A Multi-Modal Method for Satire Detection using Textual and Visual Cues


October 13, 2020

Cornell University

Satire is a literary device that writers employ to mock or ridicule a person, group, or ideology by passing judgment on them for a cultural transgression or poor social behavior. Satirical news utilizes humor and irony by placing the target of the criticism into a ridiculous, fictional situation that the reader must suspend their disbelief and go along with (Maslo, 2019). However, despite what absurd content satirical news may contain, it is often mistaken by readers as real, legitimate news, which may then lead to the unintentional spread of misinformation. In a recent survey conducted by The Conversation1 , up to 28% of Republican respondents and 14% of Democratic respondents reported that they believed stories fabricated by the Babylon Bee, a satirical news website, to be “definitely true”. In these instances, the consequences of satire are indistinguishable from those of fake news.

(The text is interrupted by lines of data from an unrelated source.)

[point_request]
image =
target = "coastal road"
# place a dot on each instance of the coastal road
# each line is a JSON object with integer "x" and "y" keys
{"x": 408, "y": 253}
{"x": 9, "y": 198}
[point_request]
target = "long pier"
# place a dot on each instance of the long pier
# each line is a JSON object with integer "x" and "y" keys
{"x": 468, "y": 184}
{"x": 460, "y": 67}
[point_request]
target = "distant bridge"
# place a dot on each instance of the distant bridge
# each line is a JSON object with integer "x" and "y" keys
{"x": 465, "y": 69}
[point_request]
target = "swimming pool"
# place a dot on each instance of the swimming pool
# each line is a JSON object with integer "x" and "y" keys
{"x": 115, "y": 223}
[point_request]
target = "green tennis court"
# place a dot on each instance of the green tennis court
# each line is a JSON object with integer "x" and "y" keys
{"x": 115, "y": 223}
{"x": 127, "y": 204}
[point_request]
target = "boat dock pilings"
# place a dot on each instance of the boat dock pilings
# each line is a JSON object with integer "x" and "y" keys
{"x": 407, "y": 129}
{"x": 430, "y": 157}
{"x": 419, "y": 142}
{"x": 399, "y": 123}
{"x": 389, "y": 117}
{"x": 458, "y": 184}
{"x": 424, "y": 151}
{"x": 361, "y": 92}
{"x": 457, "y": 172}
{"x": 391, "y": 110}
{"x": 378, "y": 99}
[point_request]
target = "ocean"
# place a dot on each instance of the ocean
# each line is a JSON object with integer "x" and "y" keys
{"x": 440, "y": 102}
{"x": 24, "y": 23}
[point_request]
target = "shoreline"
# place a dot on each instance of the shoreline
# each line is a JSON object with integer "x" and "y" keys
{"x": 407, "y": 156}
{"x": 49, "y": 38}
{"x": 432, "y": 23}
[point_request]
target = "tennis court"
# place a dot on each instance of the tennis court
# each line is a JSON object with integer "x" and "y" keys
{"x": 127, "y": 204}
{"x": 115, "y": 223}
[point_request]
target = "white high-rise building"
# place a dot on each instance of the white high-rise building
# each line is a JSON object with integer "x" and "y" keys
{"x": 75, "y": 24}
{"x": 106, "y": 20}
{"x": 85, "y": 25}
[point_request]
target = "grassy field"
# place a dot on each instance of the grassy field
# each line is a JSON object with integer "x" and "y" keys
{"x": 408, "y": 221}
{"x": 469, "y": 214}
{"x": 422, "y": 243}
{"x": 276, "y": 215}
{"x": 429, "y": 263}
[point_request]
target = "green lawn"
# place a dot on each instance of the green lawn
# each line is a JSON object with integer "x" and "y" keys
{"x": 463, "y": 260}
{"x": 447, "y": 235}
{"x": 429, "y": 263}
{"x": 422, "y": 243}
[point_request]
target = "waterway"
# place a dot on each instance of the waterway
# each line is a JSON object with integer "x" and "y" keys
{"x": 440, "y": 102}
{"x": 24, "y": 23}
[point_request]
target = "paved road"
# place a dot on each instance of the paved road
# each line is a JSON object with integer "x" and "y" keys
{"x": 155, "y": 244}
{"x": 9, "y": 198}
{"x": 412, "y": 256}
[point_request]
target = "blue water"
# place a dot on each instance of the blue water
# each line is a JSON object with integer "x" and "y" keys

However, due to the high cost and relative inefficiency of employing experts to manually annotate articles, many researchers have tackled the challenge of automated satire detection. Existing models for satirical news detection have yet to explore the visual domain of satire, even though image thumbnails of news articles may convey information that reveals or disproves the satirical nature of the articles. In the field of cognitive-linguistics, Maslo (2019) observed the use of altered images showing imaginary scenarios on the satirical news show The Daily Show. This phenomenon also extends to satirical news articles, as seen in Figure 1. For example, Figure 1(a) depicts the Marvel Cinematic Universe character Hulk from the film Avengers: Infinity War and the United States President Donald Trump spliced together. Alone, each of the two images is serious and not satirical, but, since they come from drastically different contexts, combining the two images creates a clearly ridiculous thumbnail that complements the headline of the article.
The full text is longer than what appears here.